L'espace où Werner Labisch s'installait autrefois est aujourd'hui le lieu de travail de Kristine Listau. Lorsqu'elle a rejoint la maison d'édition, le lieu est devenu véritablement plus moderne ; je dirais même plus radical et cosmopolite. Ce qui a commencé comme un projet de deux passionnés de lecture qui ont progressivement découvert le monde culturel berlinois grâce à cette maison d'édition, y insufflant tant d'énergie et de vie qu'ils en sont devenus eux-mêmes indispensables, a évolué, avec Kristine, vers un projet qui a pris une ampleur bien plus vaste. Et le lieu est aussi devenu un peu plus professionnel. Sans être trop professionnel : le bureau donne encore l'impression qu'un hippopotame jonchant des papiers aurait été enfermé dans cette grotte pendant cinq ans.
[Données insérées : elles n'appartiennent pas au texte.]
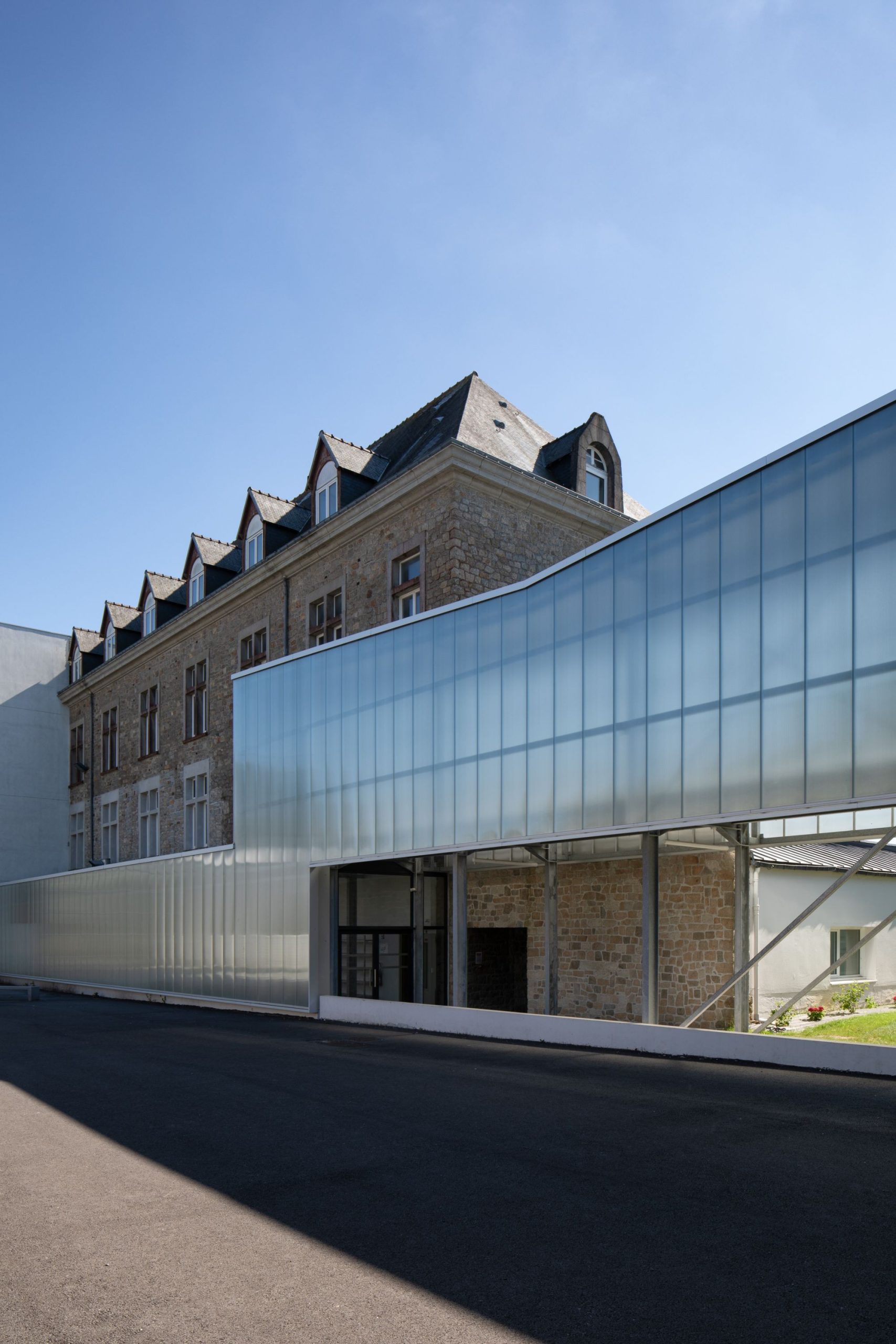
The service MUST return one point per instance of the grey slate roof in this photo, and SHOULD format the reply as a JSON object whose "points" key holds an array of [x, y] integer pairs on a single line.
{"points": [[167, 589], [362, 461], [123, 616], [281, 512], [835, 857], [89, 642], [224, 555]]}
Dans la très belle biographie sociopolitique d'Elsner, « Le Monde vu sans paupières », Tanja Röckemann relate une lettre qu'un collectif d'auteurs berlinois (dont Amendt, Enzensberger et Dutschke) a adressée à leur éditeur Ledig-Rowohlt. « Nous vous faisons la faveur de mettre notre précieuse force productive au service de votre entreprise capitaliste de merde, ce que nous comptons faire jusqu'à ce que nous, avec d'autres libéraux, puissions vous poursuivre à travers Hambourg en casquette de papier pendant la Révolution culturelle ou vous obtenir un vol gratuit pour la Tchécoslovaquie. »
Sundermeier et Listau ne risquent absolument pas de recevoir de telles lettres, non seulement parce que plus personne chez eux n'adopte un ton aussi masculiniste, prétentieux et réquisitoire. Mais surtout parce qu'ils n'en donnent aucune raison. Depuis trente ans, les éditions Verbrecher défendent cette vision : ne pas être cyniques, tout en restant de gauche. Ne pas être idéologiques, tout en restant fiables. Donner un visage à une humanité radicale – même si cela s'avère payant.
Que cela porte ses fruits, que les criminels réussissent, me réjouit pour eux ; je suis également heureux pour le monde dans lequel ils opèrent ; et pour moi aussi. Tant qu'il y aura des criminelles, tout ne sera pas perdu.